This is the fourth in a series I am writing about LGBTQ+ and Christianity. If you have not already please read the introduction and the other blog I have written to this point on this issues.
–Christians and LGBTQ Issues 1: Introduction
–Christians and LGBTQ Issues 2: Sexual Conversion Therapy
–LGBTQ+ Part 3: We cannot use the LGBTQ language
Why the question is important:
Whether you are a proponent for or against LGBTQ lifestyles the question of whether sexual orientation is a natural thing or some sort of a choice should be a central issue.
If you are pro then it being natural seems to prove your viewpoint that one should be allowed to follow those natural desires as they please. LGBTQ+ have not chosen those desires and may even not want them in the first place and it would seem unfair that the fulfillment of those natural desires should be denied.
On the flip side if you are against and it turns out that such desires are natural you must give an explanation for why those desires exist and it seems in one way you should give an account for why such natural desires should be denied to a person.
How would we determine?
With this understood it needed that we take time to discuss whether or not such orientations are in fact natural and chosen.
One way to examine this would be doing twin studies, since identical twins have the exact same DNA. If being LGBTQ+ is in fact genetic then twins with the same DNA should have the same sexual orientation.
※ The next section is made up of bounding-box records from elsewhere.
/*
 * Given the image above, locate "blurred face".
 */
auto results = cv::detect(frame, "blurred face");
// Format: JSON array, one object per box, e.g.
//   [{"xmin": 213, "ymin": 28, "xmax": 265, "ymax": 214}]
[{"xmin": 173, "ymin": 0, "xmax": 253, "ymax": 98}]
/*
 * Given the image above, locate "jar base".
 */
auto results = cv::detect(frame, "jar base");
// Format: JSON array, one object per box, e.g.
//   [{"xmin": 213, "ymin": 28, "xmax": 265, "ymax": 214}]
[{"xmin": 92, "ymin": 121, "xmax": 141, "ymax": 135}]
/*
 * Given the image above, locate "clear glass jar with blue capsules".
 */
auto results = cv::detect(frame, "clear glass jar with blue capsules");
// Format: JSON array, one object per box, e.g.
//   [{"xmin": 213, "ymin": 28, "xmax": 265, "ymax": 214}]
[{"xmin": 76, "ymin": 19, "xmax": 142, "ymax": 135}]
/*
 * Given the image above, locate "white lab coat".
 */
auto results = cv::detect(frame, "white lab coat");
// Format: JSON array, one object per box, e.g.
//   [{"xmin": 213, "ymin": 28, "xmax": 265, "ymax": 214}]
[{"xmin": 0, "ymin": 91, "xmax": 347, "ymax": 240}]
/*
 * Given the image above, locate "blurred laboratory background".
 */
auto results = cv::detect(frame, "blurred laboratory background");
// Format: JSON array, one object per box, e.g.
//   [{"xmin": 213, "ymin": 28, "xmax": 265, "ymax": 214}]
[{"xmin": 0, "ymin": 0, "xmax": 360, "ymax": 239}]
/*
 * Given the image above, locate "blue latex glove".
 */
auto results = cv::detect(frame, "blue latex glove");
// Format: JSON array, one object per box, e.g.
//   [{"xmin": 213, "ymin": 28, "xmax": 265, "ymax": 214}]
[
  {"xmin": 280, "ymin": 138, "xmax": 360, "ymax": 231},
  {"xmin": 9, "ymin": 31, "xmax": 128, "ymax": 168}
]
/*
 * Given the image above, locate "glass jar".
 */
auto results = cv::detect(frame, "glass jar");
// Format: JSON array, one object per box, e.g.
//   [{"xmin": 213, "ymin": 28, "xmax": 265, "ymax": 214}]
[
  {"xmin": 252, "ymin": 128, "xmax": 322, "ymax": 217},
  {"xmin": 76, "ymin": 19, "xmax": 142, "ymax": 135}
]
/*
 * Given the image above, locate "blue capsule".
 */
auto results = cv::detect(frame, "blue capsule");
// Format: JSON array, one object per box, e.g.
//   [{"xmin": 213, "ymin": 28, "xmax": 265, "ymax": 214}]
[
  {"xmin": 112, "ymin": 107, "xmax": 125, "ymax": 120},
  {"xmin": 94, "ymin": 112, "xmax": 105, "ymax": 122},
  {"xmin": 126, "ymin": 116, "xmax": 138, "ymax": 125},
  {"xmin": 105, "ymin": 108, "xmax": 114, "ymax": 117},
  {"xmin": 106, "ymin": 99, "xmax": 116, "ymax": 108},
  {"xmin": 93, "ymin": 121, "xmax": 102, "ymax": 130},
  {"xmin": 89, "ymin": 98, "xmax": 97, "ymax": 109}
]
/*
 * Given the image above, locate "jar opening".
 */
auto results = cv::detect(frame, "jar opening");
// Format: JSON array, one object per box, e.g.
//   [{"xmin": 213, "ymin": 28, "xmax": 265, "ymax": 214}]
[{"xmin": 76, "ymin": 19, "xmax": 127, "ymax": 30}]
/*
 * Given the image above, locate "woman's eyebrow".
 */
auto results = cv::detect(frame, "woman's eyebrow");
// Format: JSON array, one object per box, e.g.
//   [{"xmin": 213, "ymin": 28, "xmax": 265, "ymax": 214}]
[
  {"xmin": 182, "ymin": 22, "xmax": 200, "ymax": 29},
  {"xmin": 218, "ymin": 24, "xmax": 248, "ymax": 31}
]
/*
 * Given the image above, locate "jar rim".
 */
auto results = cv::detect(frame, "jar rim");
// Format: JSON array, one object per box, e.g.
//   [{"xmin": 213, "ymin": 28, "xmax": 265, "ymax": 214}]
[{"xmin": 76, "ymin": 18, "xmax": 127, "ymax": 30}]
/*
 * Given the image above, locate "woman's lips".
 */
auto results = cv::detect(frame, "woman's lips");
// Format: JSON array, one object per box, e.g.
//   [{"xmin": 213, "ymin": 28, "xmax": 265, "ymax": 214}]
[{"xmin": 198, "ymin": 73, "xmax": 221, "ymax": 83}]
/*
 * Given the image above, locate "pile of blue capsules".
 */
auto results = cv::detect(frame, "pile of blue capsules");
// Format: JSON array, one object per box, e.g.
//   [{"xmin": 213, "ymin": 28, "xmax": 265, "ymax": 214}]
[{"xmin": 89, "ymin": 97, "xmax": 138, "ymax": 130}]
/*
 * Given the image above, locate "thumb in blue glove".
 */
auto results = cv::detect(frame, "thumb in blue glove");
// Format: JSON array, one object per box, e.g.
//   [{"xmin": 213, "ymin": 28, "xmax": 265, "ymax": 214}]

But the data simply does not support this correlation.
One study found that the correlation of homosexuality among identical twins is only 30%, hardly enough to claim there is any sort of ‘gay gene’. Several other twin studies come to similar conclusions, all concluding that there is not a direct genetic correlation to genes and sexual orientation and therefore there are more factors at work. In summary, science has not discovered a gay-gene despite what some non-scientific articles wish to articulate.
On the other hand there is an obvious realization that many who have same sex attraction did not choose this desire. If you’ve talked with more than a handful of people with same sex attraction you know that, regardless of their current confidence and comfort in their same sex attraction now, some of them experienced times of embarrassment or frustration at their own attractions. For these people there was at least a period of time which they desired and hoped to end their same sex attraction, wishing that they could choose to be same sex attracted.
What does this mean?
So in the end can we say it’s genetic? No, genetics may play a part or a factor but it is not the solely determinate factor.
Still, it is also obvious that despite it not being a genetic issue it is not entirely the choice of the person experiencing same sex attraction or other LGBT+ orientations.